Query-Driven Pipeline Execution and Query Templates.
condusco
Overview
condusco lets you run a function iteratively, passing it the rows of a dataframe or the results of a query.
We call the functions condusco runs pipelines, and define a pipeline as a function that accepts a list of parameters and run a series of customized commands based on the values of the parameters.
The most common use case for condusco are data pipelines. For data pipelines that primarily run SQL queries, we can template queries with a library (ie. whisker), so that parametrized values are separated from the query logic.
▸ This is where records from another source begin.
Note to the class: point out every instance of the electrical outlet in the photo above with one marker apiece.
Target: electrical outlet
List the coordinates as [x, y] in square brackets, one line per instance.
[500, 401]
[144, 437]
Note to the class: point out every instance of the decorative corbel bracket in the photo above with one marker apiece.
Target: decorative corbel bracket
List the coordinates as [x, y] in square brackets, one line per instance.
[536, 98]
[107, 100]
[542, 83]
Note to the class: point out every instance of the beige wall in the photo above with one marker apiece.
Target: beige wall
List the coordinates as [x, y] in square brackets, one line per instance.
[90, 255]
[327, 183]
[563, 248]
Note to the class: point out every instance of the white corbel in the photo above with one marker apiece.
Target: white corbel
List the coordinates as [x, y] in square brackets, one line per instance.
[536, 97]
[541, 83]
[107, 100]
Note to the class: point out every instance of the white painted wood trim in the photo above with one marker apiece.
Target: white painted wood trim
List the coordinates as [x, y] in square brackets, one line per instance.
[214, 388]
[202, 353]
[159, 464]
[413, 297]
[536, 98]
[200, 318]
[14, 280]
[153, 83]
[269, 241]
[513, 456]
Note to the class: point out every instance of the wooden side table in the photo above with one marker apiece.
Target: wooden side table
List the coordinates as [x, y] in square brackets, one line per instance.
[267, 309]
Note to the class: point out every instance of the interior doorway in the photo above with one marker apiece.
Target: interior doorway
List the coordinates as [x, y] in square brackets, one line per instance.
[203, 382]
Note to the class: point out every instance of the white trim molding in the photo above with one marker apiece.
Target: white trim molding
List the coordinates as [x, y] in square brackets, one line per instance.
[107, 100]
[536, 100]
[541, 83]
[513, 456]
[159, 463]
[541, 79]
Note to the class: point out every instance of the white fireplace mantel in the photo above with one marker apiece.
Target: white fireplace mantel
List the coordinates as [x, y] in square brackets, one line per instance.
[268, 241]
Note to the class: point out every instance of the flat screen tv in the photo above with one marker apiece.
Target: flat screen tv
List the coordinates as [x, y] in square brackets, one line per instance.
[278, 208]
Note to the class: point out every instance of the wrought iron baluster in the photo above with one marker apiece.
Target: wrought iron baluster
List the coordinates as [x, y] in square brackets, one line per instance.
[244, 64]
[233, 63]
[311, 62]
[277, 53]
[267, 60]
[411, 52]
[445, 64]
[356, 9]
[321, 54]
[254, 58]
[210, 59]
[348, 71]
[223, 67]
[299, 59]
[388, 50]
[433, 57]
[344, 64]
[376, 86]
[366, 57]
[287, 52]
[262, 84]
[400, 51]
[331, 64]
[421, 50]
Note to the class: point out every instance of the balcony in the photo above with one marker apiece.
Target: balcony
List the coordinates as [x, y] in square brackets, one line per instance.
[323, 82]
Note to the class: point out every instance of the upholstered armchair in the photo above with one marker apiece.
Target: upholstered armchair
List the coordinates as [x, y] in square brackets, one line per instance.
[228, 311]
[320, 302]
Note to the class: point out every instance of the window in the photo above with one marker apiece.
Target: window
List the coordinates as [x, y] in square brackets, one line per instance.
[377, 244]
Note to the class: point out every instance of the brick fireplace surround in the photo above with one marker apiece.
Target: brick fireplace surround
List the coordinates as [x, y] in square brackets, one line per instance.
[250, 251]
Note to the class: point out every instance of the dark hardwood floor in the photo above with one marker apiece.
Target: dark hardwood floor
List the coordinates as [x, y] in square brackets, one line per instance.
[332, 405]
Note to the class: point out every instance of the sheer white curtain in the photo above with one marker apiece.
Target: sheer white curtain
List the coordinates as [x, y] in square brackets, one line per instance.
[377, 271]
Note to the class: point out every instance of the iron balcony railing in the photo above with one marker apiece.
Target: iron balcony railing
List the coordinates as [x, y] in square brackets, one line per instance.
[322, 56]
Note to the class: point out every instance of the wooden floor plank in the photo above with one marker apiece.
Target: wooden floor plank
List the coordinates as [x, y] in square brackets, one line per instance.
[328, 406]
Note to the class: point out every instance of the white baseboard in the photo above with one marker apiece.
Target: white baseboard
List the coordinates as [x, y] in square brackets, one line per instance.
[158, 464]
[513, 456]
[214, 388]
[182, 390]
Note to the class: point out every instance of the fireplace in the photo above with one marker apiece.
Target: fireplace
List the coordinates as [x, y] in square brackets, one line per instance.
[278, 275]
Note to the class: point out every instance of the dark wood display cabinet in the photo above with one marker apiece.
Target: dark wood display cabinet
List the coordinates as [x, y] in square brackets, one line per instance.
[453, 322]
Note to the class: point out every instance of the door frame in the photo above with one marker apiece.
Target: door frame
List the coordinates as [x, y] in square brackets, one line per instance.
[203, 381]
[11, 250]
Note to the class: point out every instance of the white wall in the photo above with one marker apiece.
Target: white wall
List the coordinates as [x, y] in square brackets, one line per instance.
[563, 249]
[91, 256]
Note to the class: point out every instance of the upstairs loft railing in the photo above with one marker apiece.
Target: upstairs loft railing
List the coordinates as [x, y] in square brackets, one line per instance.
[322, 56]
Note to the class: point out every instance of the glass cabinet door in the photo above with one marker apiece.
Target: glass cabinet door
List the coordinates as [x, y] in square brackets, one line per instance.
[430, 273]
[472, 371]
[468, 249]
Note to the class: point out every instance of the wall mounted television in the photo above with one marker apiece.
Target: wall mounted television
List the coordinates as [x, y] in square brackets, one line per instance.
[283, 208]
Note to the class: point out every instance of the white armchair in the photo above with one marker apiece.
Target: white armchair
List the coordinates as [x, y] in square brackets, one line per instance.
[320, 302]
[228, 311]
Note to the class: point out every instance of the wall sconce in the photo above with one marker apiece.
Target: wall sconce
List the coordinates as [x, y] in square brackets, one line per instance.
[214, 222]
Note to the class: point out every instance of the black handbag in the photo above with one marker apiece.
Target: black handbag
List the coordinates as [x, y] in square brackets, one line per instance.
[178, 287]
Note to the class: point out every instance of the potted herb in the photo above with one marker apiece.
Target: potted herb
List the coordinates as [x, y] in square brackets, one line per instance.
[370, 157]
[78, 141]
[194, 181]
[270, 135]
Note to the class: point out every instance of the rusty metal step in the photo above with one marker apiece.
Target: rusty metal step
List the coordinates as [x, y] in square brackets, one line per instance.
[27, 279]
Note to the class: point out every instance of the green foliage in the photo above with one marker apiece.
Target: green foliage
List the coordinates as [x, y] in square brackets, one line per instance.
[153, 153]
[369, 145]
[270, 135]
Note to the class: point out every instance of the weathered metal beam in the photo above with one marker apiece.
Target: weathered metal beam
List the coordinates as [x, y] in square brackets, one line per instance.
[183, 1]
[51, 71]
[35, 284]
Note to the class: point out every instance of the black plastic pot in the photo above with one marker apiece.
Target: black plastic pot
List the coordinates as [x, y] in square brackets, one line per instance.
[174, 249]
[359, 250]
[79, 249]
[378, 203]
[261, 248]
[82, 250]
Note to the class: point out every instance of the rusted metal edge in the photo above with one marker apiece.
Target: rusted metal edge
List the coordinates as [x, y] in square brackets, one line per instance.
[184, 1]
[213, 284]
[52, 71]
We can then render the query with the appropriate values:
parameters <- source("params.R")
#define a pipeline
pipeline <- function(parameters){
query <- "SELECT * FROM {{dataset}}.{{table_prefix}}_results LIMIT {{limit_size}}"
query_with_params <- whisker.render(query, parameters)
run_query(query_with_params)
}
# run the pipeline with the parameters in 'params.R'
pipeline(parameters)
condusco provides the following extensions in functionality to the above design pattern:
- the user can provide a data-frame that contains multiple rows of parameters to be iteratively passed to the pipeline
- the user can provide a query and each row of results is iteratively passed to the pipeline
- any JSON-string parameter will be converted to an object before being passed to the pipeline
Functions
function | description |
---|---|
run_pipeline(pipeline, parameters) | iteratively pass each row of parameters to a pipeline, converting any JSON parameters to objects |
run_pipeline_gbq(pipeline, query, project) | calls run_pipeline with the results of query executed via bigrquery |
run_pipeline_dbi(pipline, query, con) | calls run_pipeline with the results of query executed via DBI |
Installation
install.packages("condusco")
Features
Name-based substitution of local parameters into pipelines, iterating through rows of parameters:
run_pipeline( #the pipeline function(parameters){ query <- "SELECT * FROM {{table_prefix}}_results;" print(whisker.render(query,parameters)) }, #the parameters data.frame( table_prefix = c('batman', 'robin') ) )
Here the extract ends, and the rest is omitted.